Bodo compiler optimizations rename the variables. The output shows that power and speed columns of df are distributed (1D_Block), but m is replicated (REP). This is because df is the output from read_parquet and input to mean, both of which can be distributed by Bodo. m is the output from mean, which is replicated (available on every process).

Avoiding Spawn Overheads (SPMD launch mode)

By default, Bodo spawns MPI processes the first time a JIT function is called. In addition, for each top level JIT call, Bodo sends the execution function and its arguments and receives the output in the main process when execution finished. This workflow fits existing sequential Python workflows seamlessly but has some overheads that may be significant for small computations.

The user can launch the program using mpiexec to avoid spawn overheads. In this mode, the whole program runs in Single Program Multiple Data (SPMD) fashion and the dispatcher does not launch processes on the fly. Instead, all processes are launched at the beginning and run the same file using the mpiexec command. The user code has to be updated to make sure it is valid to run the non-JIT parts (which are not managed by Bodo) on all processes in parallel.

For example, save the following code in test_bodo.py and use mpiexec to launch 4 processes as follows:

import numpy as np
import pandas as pd
import bodo


@bodo.jit(spawn=False)
def f(n, a):
    df = pd.DataFrame({"A": np.arange(n) + a})
    return df


print(f(8, 1))
mpiexec -n 4 python test_bodo.py

Output:

   A
2  3
3  4
   A
6  7
7  8
   A
4  5
5  6
   A
0  1
1  2

In this example, mpiexec launches 4 Python processes, each executing the same test_bodo.py file. Since the function f is decorated with bodo.jit and Bodo can parallelize it, each process generates a chunk of the data in np.arange.

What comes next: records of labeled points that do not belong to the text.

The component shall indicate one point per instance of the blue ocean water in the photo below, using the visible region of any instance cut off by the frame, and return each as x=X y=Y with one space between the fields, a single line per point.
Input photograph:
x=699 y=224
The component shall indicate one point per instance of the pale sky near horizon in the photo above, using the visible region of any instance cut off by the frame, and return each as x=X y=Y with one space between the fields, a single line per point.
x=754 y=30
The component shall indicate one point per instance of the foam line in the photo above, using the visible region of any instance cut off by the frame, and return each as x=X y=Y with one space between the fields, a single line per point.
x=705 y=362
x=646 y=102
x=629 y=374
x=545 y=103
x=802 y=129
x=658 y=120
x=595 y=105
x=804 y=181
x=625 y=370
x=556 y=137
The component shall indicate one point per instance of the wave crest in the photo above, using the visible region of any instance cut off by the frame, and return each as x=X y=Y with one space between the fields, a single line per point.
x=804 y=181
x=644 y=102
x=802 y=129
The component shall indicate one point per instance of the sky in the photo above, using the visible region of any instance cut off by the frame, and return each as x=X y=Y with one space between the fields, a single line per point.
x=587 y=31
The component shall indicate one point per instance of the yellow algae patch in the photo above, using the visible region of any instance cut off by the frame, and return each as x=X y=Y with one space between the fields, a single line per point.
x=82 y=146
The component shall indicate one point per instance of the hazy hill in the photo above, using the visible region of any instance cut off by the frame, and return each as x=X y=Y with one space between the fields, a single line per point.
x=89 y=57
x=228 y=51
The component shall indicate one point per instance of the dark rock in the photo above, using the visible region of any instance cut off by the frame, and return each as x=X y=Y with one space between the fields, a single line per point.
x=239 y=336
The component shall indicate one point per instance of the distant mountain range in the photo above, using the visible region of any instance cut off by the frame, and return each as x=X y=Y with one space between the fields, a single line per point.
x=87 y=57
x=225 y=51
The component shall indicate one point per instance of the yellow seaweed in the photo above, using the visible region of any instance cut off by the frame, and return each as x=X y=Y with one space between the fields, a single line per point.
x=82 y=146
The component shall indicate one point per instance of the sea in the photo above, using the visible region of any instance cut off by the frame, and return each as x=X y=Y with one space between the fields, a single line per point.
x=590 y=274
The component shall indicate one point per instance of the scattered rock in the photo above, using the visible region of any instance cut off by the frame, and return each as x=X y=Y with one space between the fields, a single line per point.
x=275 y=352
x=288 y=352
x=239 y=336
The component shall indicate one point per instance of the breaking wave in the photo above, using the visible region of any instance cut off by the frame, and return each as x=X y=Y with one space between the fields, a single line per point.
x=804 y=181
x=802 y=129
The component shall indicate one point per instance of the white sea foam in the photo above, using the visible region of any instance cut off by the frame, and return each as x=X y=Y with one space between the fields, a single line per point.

An advantage of SPMD launch mode is that operations outside of JIT functions that do not need access to the full data are inherently parallelized. Since each core only has a chunk of the data when returned from JIT, regular Python operations happen on data chunks of the JIT output. However, this can be error-prone, as operations that require access to all rows will need explicit communication. The main challenge is that most Python libraries are usually not aware of the MPI runtime, and may not expect to be run on every core. A common workaround is to use bodo.get_rank() to get a unique ID per core (integers from 0 to num processes), and conditionally execute code only when the rank is 0.

Warning

  • Python code outside of Bodo functions executes sequentially on every process.